LETTERS.with.transloc <- c(seg1, seg3, seg2) # add  code

LETTERS.with.transloc

##  [1] "A" "B" "C" "D" "E" "F" "G" "H" "R" "S" "T" "U" "V" "W" "X" "Y" "Z" "I" "J"
## [20] "K" "L" "M" "N" "O" "P" "Q"

seqinr::dotPlot(LETTERS.with.transloc, LETTERS)  # add code

Visualizinng random sequences

This code uses the function sample which is used to randomly select a smaller subset of data from a large set, in this case LETTERS. Sampling can happen with and without replacement, though in this case it is happening without replacement. The ending sequences are exactly as long as LETTERS, so sample() produces 2 sequences of the alphabet with a different order to the letters and plots them against each other.

sample(x = LETTERS, size = 26, replace = T)

##  [1] "G" "P" "A" "C" "O" "N" "I" "Y" "O" "L" "K" "O" "S" "H" "O" "P" "J" "X" "P"
## [20] "Q" "O" "S" "Y" "J" "B" "R"

letters.rand1 <- sample(x = LETTERS, size = 26, replace = F)# add code
letters.rand2 <- sample(x = LETTERS, size = 26, replace = F)# add code


seqinr::dotPlot(letters.rand1, 
                letters.rand2)# add code

Download sequences

Now we’ll make a real dotplot of the chorismate lyase proteins from two closely related species, Mycobacterium leprae and Mycobacterium ulcerans.

Note - these are protein sequences so db = “protein”

TODO: briefly summarize these steps

# sequence 1: Q9CD83
leprae_fasta <- rentrez::entrez_fetch(db = "protein",# add code
                        id = "Q9CD83",
                         rettype = "fasta")
# sequence 2: OIN17619.1
ulcerans_fasta <- rentrez::entrez_fetch(db ="protein", # add code
                         id = "OIN17619.1",
                         rettype = "fasta")

# add code
leprae_vector   <- compbio4all::fasta_cleaner(leprae_fasta) # add code
ulcerans_vector <- compbio4all::fasta_cleaner(ulcerans_fasta) # add code

Investigating epeats in the chorismate lyase sequence from

Mycobacterium leprae and Mycobacterium ulcerans

We can create a dotplot for two sequences using the dotPlot() function in the seqinr package.

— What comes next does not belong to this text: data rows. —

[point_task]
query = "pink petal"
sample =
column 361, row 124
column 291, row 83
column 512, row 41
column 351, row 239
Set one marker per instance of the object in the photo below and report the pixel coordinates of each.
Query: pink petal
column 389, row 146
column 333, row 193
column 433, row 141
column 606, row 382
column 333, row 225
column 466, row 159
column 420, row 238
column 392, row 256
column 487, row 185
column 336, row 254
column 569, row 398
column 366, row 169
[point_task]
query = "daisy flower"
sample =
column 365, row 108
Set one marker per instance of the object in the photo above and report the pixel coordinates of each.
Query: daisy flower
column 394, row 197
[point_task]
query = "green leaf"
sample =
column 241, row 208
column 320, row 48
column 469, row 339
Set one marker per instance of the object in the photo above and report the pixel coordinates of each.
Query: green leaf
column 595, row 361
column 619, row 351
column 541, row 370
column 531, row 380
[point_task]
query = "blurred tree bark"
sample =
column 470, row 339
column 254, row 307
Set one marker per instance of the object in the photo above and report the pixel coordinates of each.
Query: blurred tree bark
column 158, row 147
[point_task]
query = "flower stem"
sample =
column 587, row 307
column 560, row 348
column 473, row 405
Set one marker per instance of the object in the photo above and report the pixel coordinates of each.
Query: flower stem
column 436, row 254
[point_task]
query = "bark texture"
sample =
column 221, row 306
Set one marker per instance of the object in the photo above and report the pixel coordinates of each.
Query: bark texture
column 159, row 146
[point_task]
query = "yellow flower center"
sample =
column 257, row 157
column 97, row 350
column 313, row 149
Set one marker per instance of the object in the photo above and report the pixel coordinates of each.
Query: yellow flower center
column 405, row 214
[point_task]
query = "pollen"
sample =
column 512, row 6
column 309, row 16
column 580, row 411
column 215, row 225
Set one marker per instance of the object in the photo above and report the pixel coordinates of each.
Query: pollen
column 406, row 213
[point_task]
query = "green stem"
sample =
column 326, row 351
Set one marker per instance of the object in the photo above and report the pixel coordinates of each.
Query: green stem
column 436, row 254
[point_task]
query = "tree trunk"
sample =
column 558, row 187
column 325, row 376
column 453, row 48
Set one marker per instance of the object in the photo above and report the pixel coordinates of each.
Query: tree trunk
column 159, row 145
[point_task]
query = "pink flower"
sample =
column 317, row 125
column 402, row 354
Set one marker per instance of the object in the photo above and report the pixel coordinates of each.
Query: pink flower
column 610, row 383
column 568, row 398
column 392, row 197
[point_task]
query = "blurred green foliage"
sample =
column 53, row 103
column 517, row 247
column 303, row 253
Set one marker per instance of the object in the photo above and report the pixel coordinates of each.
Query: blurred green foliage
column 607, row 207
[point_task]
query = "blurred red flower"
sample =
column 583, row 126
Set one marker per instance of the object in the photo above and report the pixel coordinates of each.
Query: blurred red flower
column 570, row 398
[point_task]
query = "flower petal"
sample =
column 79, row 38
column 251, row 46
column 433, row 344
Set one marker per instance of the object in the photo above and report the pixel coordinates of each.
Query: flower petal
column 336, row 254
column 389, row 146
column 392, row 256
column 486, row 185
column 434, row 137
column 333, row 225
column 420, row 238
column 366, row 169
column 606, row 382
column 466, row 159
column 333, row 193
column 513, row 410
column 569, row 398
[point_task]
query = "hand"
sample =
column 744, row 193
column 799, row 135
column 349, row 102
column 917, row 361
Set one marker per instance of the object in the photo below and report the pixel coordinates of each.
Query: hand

First, let’s look at a dotplot created using only a single sequence. This is frequently done to investigate a sequence for the presence of repeats.

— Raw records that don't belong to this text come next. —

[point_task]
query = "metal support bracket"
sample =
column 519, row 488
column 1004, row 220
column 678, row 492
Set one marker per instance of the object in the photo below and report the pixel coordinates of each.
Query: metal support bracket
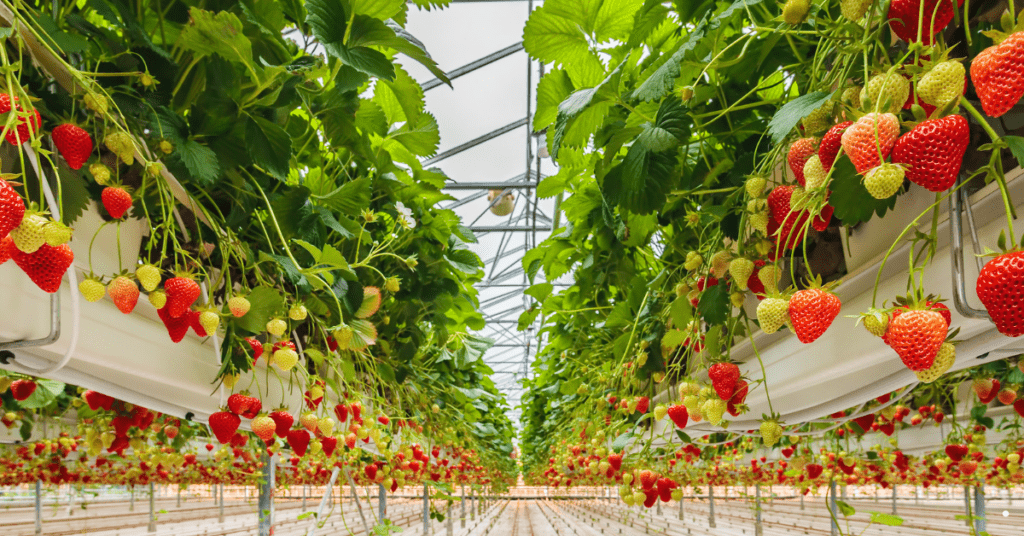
column 958, row 203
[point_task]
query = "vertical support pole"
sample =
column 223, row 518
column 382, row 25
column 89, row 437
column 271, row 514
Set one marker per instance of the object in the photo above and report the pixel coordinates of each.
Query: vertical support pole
column 426, row 510
column 979, row 508
column 153, row 510
column 758, row 529
column 265, row 496
column 832, row 507
column 711, row 507
column 39, row 506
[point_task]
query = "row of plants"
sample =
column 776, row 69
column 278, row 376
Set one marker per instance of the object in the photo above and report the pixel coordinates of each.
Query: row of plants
column 268, row 153
column 712, row 155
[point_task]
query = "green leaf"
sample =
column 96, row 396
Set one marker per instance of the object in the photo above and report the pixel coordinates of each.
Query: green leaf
column 264, row 302
column 268, row 146
column 886, row 519
column 200, row 160
column 849, row 197
column 791, row 114
column 221, row 34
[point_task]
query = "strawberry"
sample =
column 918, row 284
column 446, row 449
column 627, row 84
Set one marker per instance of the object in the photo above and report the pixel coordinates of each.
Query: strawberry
column 871, row 133
column 181, row 292
column 830, row 145
column 916, row 336
column 177, row 328
column 117, row 201
column 933, row 151
column 73, row 142
column 997, row 73
column 811, row 312
column 885, row 180
column 223, row 424
column 679, row 415
column 772, row 313
column 944, row 82
column 905, row 18
column 148, row 276
column 298, row 440
column 46, row 266
column 723, row 378
column 792, row 221
column 124, row 292
column 263, row 426
column 22, row 388
column 239, row 305
column 11, row 208
column 1000, row 289
column 91, row 289
column 800, row 151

(Note - and older version of this exercise stated this kind of analysis wasn’t normally done; this was written last year before I knew of the use of dotplots for investigating sequence repeats.)

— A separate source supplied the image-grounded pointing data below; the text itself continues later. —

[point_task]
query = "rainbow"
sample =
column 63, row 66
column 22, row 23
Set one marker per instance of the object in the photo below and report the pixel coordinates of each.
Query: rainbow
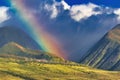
column 37, row 32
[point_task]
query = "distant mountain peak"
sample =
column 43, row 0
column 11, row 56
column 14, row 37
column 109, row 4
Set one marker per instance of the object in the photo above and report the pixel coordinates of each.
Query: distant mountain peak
column 114, row 34
column 14, row 45
column 106, row 53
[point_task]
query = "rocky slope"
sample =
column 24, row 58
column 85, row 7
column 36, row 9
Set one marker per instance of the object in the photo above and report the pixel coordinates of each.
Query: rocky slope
column 106, row 53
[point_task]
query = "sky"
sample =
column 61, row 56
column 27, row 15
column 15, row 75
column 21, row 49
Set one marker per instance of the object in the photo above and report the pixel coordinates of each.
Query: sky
column 68, row 28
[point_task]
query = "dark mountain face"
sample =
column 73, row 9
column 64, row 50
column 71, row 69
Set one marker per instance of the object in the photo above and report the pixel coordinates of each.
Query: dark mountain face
column 106, row 53
column 15, row 34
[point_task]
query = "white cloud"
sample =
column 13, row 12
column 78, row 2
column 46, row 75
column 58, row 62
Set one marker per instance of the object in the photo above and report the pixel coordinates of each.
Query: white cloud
column 53, row 8
column 117, row 12
column 83, row 11
column 65, row 5
column 3, row 14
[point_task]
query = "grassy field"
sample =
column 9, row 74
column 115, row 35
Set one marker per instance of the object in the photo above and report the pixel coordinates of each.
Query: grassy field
column 12, row 69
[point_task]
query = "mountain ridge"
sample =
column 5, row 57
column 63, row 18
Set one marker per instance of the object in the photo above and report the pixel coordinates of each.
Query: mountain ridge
column 106, row 53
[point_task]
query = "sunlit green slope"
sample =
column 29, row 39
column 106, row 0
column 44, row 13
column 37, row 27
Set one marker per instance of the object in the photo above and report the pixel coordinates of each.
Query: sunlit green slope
column 106, row 53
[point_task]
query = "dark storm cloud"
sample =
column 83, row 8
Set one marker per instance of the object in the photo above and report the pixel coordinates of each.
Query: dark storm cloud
column 76, row 37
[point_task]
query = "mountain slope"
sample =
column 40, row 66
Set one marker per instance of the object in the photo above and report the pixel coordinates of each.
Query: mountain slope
column 106, row 53
column 14, row 50
column 12, row 69
column 15, row 34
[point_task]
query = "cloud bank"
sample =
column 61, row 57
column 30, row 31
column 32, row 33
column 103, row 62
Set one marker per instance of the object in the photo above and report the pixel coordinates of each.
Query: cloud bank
column 3, row 14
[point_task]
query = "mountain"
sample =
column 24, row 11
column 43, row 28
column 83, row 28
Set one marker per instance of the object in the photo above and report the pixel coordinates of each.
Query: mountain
column 15, row 34
column 19, row 63
column 14, row 50
column 106, row 53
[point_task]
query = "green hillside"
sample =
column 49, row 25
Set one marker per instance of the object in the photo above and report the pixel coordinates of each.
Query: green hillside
column 14, row 50
column 106, row 53
column 16, row 69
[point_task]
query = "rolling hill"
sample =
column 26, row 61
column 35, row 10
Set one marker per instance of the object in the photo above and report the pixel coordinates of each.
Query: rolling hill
column 19, row 63
column 14, row 50
column 106, row 53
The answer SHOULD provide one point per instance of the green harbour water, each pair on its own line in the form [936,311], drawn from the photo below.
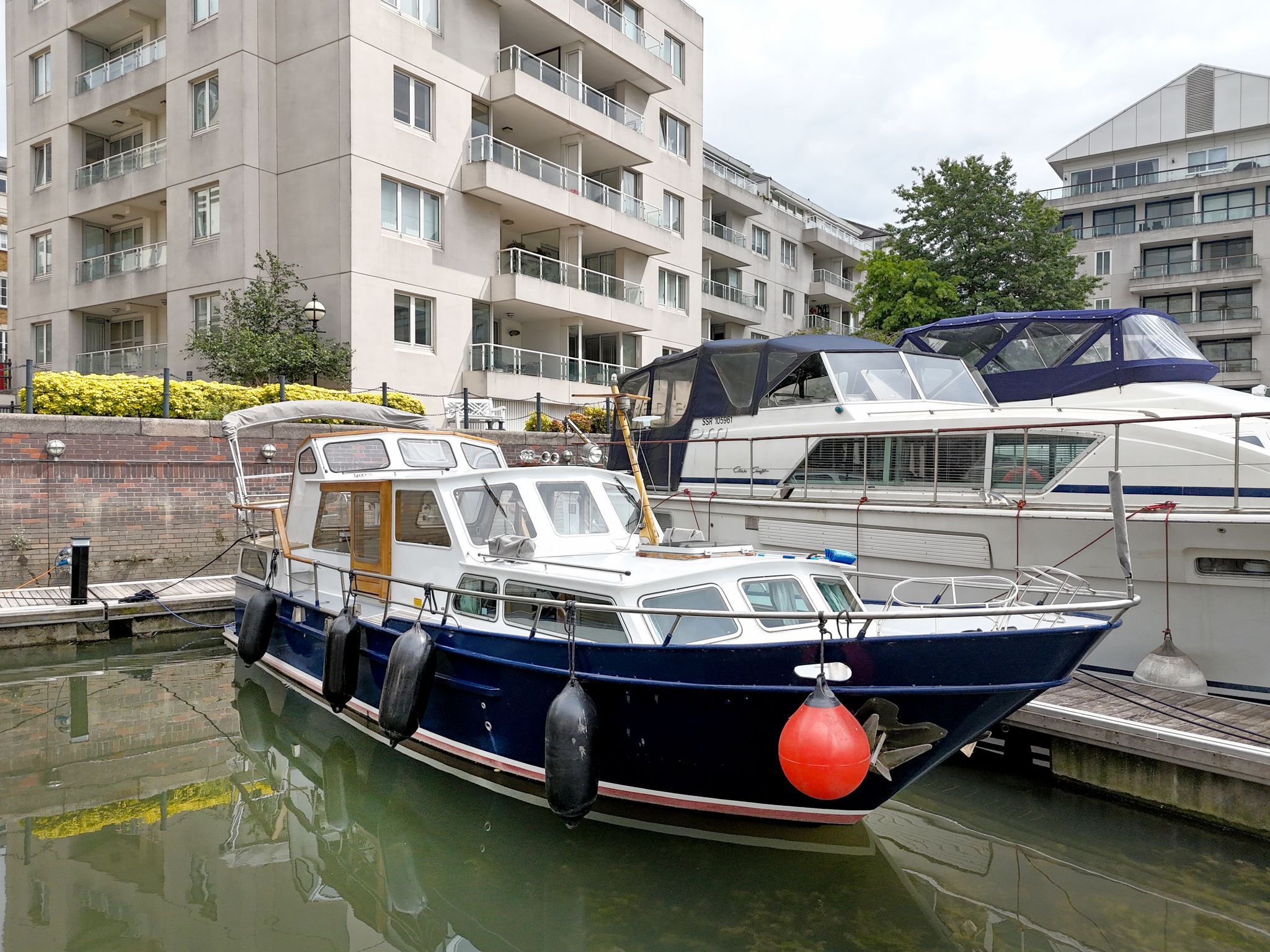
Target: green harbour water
[169,799]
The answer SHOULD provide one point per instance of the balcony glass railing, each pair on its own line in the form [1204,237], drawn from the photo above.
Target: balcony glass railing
[1245,364]
[122,164]
[1151,178]
[499,358]
[1173,221]
[717,288]
[487,149]
[598,8]
[723,231]
[121,65]
[517,260]
[134,259]
[828,277]
[1217,315]
[516,59]
[1204,265]
[737,179]
[146,361]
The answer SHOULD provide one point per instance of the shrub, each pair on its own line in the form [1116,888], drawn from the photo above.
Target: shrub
[544,425]
[123,395]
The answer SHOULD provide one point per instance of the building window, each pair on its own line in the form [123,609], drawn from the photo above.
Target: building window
[672,213]
[42,254]
[409,211]
[206,102]
[672,51]
[675,136]
[412,320]
[206,9]
[426,12]
[207,213]
[789,253]
[41,74]
[412,100]
[42,164]
[207,312]
[1206,161]
[42,343]
[672,289]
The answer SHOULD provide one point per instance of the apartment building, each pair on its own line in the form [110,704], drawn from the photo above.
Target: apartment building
[773,262]
[1169,202]
[493,196]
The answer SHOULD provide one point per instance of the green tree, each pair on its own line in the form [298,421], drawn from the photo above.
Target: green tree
[1000,244]
[902,293]
[263,333]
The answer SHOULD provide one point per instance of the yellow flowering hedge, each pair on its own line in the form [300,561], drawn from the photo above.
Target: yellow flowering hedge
[123,395]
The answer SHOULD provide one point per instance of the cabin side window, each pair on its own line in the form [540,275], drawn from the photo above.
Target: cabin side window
[419,518]
[683,630]
[332,528]
[776,596]
[473,604]
[573,509]
[491,511]
[592,625]
[1047,457]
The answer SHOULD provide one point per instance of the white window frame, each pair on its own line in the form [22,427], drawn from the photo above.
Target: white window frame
[429,12]
[41,75]
[425,197]
[211,7]
[43,164]
[665,278]
[766,252]
[665,138]
[211,195]
[42,253]
[412,108]
[42,340]
[789,254]
[214,115]
[431,322]
[211,319]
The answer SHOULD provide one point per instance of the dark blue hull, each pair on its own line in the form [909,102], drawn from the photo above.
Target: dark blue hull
[696,726]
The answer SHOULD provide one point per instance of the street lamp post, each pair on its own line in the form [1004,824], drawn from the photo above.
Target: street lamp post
[314,312]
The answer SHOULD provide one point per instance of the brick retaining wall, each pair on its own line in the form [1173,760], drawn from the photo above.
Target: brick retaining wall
[151,494]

seqinr::dotPlot(leprae_vector, ulcerans_vector, wsize = 20, nmatch = 5)# add code

The main pattern in this dotplot is the main diagonal representing sameness within the two sequences, and many smaller diagonals running parallel to the main diagonal representing repeating sequences. The repeats being parallel to the main diagonal means that the repeats are occurring in different places throughout the sequence but are not inverted.

In the dotplot above, the M. leprae sequence is plotted along the x-axis (horizontal axis), and the M. ulcerans sequence is plotted along the y-axis (vertical axis). The dotplot displays a dot at points where there is an identical amino acid in the two sequences.

For example, if amino acid 53 in the M. leprae sequence is the same amino acid (eg. “W”) as amino acid 70 in the M. ulcerans sequence, then the dotplot will show a dot the position in the plot where x =50 and y =53.

In this case you can see a lot of dots along a diagonal line, which indicates that the two protein sequences contain many identical amino acids at the same (or very similar) positions along their lengths. This is what you would expect, because we know that these two proteins are homologs (related proteins) because they share a close evolutionary history.